Thursday, April 18, 2013
Hell in Proximity to God
When I think of Hell, I don’t think of a fiery place where people are being tormented by the devil (or by someone else, since Revelation 20 dispatches him). In fact, I don’t really think of a place at all. I think of proximity. Proximity to God.
I imagine all kinds of people on the other side of death. There are folks playing, laughing, luxuriating in the joy of God’s presence. Others are staring off in the distance in wonder, marveling at the recognition that God has embraced them at all. But a good time is being had by all (granted, I’ve not explored whether this is post-physical resurrection or not, but I’m doing art right now, not science).

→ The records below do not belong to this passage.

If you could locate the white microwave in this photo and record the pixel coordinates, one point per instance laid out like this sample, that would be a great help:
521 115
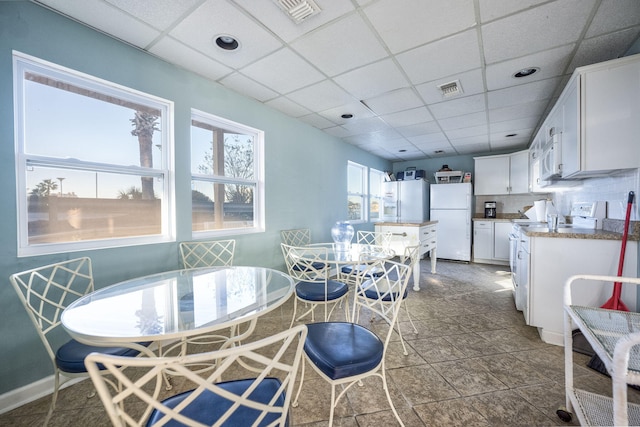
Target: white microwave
551 161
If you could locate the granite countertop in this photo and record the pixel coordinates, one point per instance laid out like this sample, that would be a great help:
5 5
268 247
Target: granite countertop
612 229
406 223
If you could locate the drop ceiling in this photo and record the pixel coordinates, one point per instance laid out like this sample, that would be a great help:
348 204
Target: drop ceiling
383 61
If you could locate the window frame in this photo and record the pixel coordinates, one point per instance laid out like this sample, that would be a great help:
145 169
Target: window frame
23 63
376 175
362 194
258 172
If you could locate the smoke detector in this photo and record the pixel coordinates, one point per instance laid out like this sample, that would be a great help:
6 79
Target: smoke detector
451 89
298 10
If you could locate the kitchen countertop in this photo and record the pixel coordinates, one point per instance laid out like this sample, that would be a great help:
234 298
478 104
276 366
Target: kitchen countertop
406 223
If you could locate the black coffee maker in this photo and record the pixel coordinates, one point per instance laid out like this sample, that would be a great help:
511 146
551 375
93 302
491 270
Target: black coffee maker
489 209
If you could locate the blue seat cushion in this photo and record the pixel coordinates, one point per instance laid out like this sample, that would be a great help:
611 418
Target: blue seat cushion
209 407
341 349
371 292
70 356
317 265
348 269
312 291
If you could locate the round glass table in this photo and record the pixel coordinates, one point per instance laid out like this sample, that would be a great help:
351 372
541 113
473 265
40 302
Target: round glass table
176 305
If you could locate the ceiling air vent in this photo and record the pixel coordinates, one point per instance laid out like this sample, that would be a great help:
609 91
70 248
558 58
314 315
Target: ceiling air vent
450 89
298 10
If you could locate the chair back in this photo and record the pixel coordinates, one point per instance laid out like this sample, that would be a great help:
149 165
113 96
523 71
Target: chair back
296 237
209 253
306 263
257 387
374 238
46 291
382 293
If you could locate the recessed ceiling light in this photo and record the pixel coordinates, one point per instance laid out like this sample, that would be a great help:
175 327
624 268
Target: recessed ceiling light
227 42
526 72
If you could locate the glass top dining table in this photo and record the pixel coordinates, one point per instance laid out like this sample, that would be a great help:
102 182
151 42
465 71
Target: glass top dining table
176 304
355 253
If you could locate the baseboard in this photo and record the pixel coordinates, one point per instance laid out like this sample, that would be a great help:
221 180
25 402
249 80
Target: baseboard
30 392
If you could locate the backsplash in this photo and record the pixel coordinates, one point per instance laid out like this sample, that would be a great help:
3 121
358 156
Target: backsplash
614 189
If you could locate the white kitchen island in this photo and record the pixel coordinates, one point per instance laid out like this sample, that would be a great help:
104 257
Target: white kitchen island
409 233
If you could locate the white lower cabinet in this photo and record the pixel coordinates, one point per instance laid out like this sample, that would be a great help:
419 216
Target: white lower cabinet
491 242
553 260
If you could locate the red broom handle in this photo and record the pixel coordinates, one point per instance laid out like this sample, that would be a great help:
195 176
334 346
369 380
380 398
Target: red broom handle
617 286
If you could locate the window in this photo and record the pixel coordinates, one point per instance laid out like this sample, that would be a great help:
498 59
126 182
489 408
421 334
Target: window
92 161
226 176
376 178
356 192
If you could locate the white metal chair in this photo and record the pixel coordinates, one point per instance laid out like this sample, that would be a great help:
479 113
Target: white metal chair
349 273
257 387
309 267
45 292
197 254
345 353
296 237
210 253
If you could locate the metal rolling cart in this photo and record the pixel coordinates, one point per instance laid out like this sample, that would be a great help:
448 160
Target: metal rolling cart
615 338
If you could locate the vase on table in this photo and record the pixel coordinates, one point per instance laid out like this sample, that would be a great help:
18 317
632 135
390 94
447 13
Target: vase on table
342 233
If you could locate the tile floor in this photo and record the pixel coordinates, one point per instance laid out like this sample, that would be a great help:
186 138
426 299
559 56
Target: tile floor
473 362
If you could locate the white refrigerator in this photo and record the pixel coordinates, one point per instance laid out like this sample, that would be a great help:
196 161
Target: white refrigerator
405 201
451 207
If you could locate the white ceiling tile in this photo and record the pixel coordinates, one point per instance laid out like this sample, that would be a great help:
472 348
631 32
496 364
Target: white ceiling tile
598 49
344 45
246 86
408 117
175 52
458 106
494 9
160 14
471 82
371 124
540 28
613 15
468 120
531 109
296 74
391 102
468 132
321 96
107 18
515 95
551 63
288 107
420 129
355 108
277 20
373 79
511 126
430 20
318 121
472 148
442 58
216 17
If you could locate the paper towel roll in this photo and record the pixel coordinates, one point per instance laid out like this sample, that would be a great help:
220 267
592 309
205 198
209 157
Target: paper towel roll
541 207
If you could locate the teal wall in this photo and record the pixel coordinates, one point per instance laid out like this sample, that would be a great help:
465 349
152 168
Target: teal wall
305 168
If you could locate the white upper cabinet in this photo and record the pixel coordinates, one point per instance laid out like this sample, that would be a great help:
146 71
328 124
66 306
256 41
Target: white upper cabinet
502 174
598 119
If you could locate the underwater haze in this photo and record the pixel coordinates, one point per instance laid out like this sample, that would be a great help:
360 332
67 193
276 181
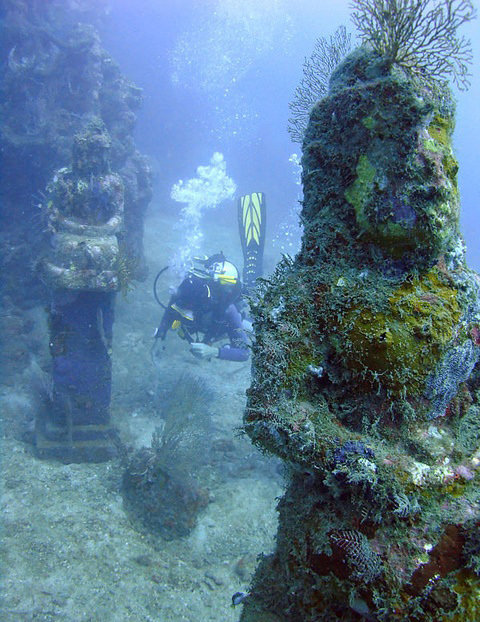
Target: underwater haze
131 133
219 75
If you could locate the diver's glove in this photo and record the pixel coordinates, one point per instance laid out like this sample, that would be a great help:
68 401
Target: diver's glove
156 351
203 351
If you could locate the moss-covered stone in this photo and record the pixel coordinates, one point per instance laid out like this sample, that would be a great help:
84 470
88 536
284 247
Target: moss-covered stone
364 348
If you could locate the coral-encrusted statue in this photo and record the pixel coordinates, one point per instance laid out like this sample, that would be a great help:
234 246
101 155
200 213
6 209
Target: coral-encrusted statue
83 271
365 376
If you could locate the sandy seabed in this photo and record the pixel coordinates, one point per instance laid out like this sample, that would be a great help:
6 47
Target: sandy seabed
69 549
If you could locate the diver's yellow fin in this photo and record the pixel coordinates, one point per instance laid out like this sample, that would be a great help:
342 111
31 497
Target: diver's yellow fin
252 222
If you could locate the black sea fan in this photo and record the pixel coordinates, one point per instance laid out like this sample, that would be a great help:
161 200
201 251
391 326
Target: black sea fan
418 35
317 69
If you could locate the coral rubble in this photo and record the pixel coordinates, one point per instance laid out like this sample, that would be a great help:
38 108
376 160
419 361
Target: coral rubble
365 372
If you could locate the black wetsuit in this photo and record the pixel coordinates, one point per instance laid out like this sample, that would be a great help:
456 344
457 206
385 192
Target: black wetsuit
202 307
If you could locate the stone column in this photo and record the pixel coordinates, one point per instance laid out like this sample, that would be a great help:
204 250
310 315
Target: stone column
83 271
364 369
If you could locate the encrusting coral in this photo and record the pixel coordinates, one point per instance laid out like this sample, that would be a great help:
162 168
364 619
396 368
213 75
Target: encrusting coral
365 367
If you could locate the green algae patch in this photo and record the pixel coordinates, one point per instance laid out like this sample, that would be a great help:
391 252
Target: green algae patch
399 346
358 193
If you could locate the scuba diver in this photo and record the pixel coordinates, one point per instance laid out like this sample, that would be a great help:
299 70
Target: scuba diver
207 303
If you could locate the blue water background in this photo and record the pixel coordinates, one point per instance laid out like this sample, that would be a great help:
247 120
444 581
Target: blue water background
218 76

There are, however, others in this scene. They are turned, not so much away from God as they are turned into themselves. There are those who are still demanding their rights—including the right to dislike or deny God—and they are oblivious to the joy that surrounds them. There are genocidal maniacs, like the aforementioned Hitler, who are screaming their rabid rants into an airspace where only they can hear their own, constant vitriol, while some of their victims come along and lay flowers at their feet, hoping that just for a moment, they might just look around see the possibilities that eternity holds.
These are shadow people, who stand in their own private spheres of darkness. They are seen by the others, but they see no one but themselves. There is also something wrong with them—parts of their bodies are burned away, the result of the persistent light of God that is life to many, but continues to act as a surgical fire to those in the shadows, slowly burning away the evil. For some, there may soon be nothing left.
Some of those are people of various religious groups who, having met Jesus in this place for the first time, realize he is the one they had always been looking for. Some of these are the wondrous gazers, who are stunned by God’s generous love.
Every so often one of the shadow people, having stood in isolated darkness for the equivalent of months or years or centuries, looks around suddenly and realizes that what they had staked their life on was not worth it all. As they face the light, their fractured bodies begin to slowly heal, and they become real for the first time.
Jesus wanders from person to person, participating in the joy that is expressed by so many. He also stops at each shadow person, laying a hand on a shoulder, not troubled by those who shrug away, the tears on his face evidence of his love for even the most broken of them. Once in a while one of them shudders and looks him in the eye, recognizing him at last and breaking into wracking sobs. Jesus embraces that one and leads the person out of that cobwebby space and into the freshness of eternity. His tears flow anew as the person’s body is reknitted into wholeness.
Okay, so I know there is no direct mention of sheep and goats, outer darkness, gnashing of teeth, or any other biblical image of judgment. But if Paul was right, and “in Christ, God was reconciling the world to himself, not counting their trespasses against them,” then there might be something to think about in my fanciful story. Maybe all will stand forever in proximity to God. For some, it will be life. For others, darkness and decay.
But does it end there? Well, not to worry. It’s only a story.